The foreign ministers of Cambodia and Thailand each appeared before the Security Council in New York on Monday, in an effort to resolve a longstanding border dispute that culminated in violent clashes in early February.
After the session, the Security Council advised maximum restraint, urged both sides to agree to a permanent ceasefire and encouraged the venue of Asean for mediation.
Chheang Vannarith, executive director of the Cambodian Institute for Cooperation and Peace, said the Security Council failed to fully resolved the dispute.
“What Cambodia hoped was that the UN, especially the UN Security Council, would form a working group as international observers, or a peacekeeping force to solve the conflict between both countries by creating a buffer zone,” he told VOA Khmer by phone.
Cambodia also would liked to have seen the Security Council request the International Court of Justice to legally address the issue, he said.
The court issued an international decision in 1962 that handed Preah Vihear temple to Cambodia, dismissing Thai claims to the 11th-Century site. Cambodian officials say the decision can also settle a dispute over territory near the temple.
“The UN Security Council can summon a representative from [the court] to testify to the 1962 court verdict,” Chheang Vannarith said. “But I think the UNSC did not do this, which is regretful.”
However, for Chhaya Hang, executive director of the Khmer Institute of Democracy, the Security Council’s position displayed the recognition that the clashes were not serious enough to send in peacekeepers and that the dispute could be solved regionally.
“The UN demand is not too extreme from what we expected,” he said. The Security Council wants to see the dispute solved regionally and created “an important role for Asean,” he told VOA Khmer by phone.
The Security Council also likely views the problem as related to Thai internal politics, which could quiet down soon, and did not want to spend the kind of money it did during the Untac period, he said.
Still other observes said the border situation remains volatile, with thousands of troops still entrenched along the frontier, despite the Security Council’s call for a ceasefire.
Kem Sokha, president of the minority opposition Human Rights Party, said Monday’s Security Council session was a success for neither side.
“I say there was no result at all,” he said. “Both sides still have a conflict. An no one prevailed over the other.”
The Security Council statement displayed “light pressure,” he said in a phone interview. “But when there are further problems, then they’ll raise to another level.”
Cambodia should continue to push for a multi-lateral solution, he said. At the same time, Cambodian authorities should continue to encourage their soldiers “to protect sovereignty.”
Yim Sovann, a lawmaker and spokesman for the main opposition Sam Rainsy Party, said the situation was “serious” and required the attention of the UN and Asean.
Thai soldiers had violated Cambodia’s territory and broken international law in the recent clashes, he said.

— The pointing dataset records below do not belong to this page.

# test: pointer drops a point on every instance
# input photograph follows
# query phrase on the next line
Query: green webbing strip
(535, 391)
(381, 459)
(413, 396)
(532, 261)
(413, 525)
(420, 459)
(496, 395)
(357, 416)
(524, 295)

“So any party that violates a Unesco resolution, violates laws or maps and the verdict of the [international court], violates the Paris Peace accords, that party must take responsibility,” he said.

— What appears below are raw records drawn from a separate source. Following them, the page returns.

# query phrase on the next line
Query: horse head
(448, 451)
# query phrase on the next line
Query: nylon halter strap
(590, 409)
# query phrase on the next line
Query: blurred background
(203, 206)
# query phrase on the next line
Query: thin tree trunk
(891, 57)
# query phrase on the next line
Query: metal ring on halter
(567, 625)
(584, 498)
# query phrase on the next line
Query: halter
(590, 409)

Thailand has said it did not enter Cambodian territory in recent fighting.
Yim Sovann too called on the government to ensure troop strength was enough to protect the border. At the same time, he said, Cambodia can capitalize on the international attention to solve outstanding border issues with Vietnam.
Vietnam and Cambodia are planning to end border demarcation measures in 2012, following years of efforts, but critics of recent efforts, especially among the opposition, say Cambodia is ceding land to Vietnam.

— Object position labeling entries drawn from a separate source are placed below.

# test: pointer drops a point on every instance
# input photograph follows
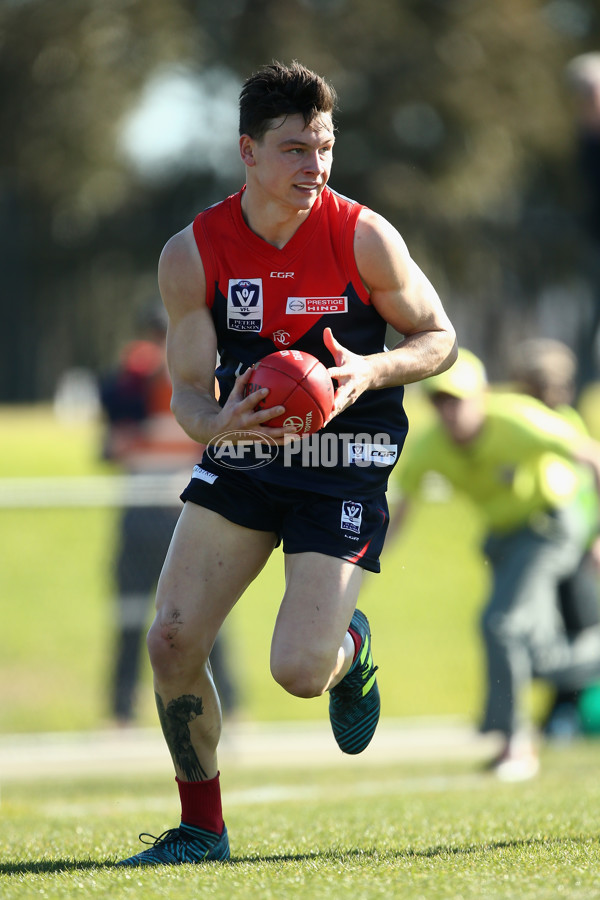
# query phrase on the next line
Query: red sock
(201, 803)
(357, 641)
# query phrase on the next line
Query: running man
(286, 263)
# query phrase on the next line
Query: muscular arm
(192, 352)
(407, 301)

For the Thai dispute, Cambodia now says it will seek more mediation from Asean at a regional foreign ministers meeting in Jakarta next week. That will include inviting Asean monitors to any talks over the border with Thailand.
“With a third party, there will be an official record,” government spokesman Phay Siphan said, which will help when agreements are reached over the border, such as those that are now awaiting approval by Thai parliament after talks in 2000.
However, skepticism remains over how effective Asean will be in finding a border solution. Critics say the regional forum lacks the muscle to resolve the issues and that it has in the past failed to do so. Instead, Asean leaders generally take a position of non-interference.
Chheang Vannarith said this approach no longer fits the regional context.
“I think Asean should change its character,” he said. “I hope that Asean will change its policies.”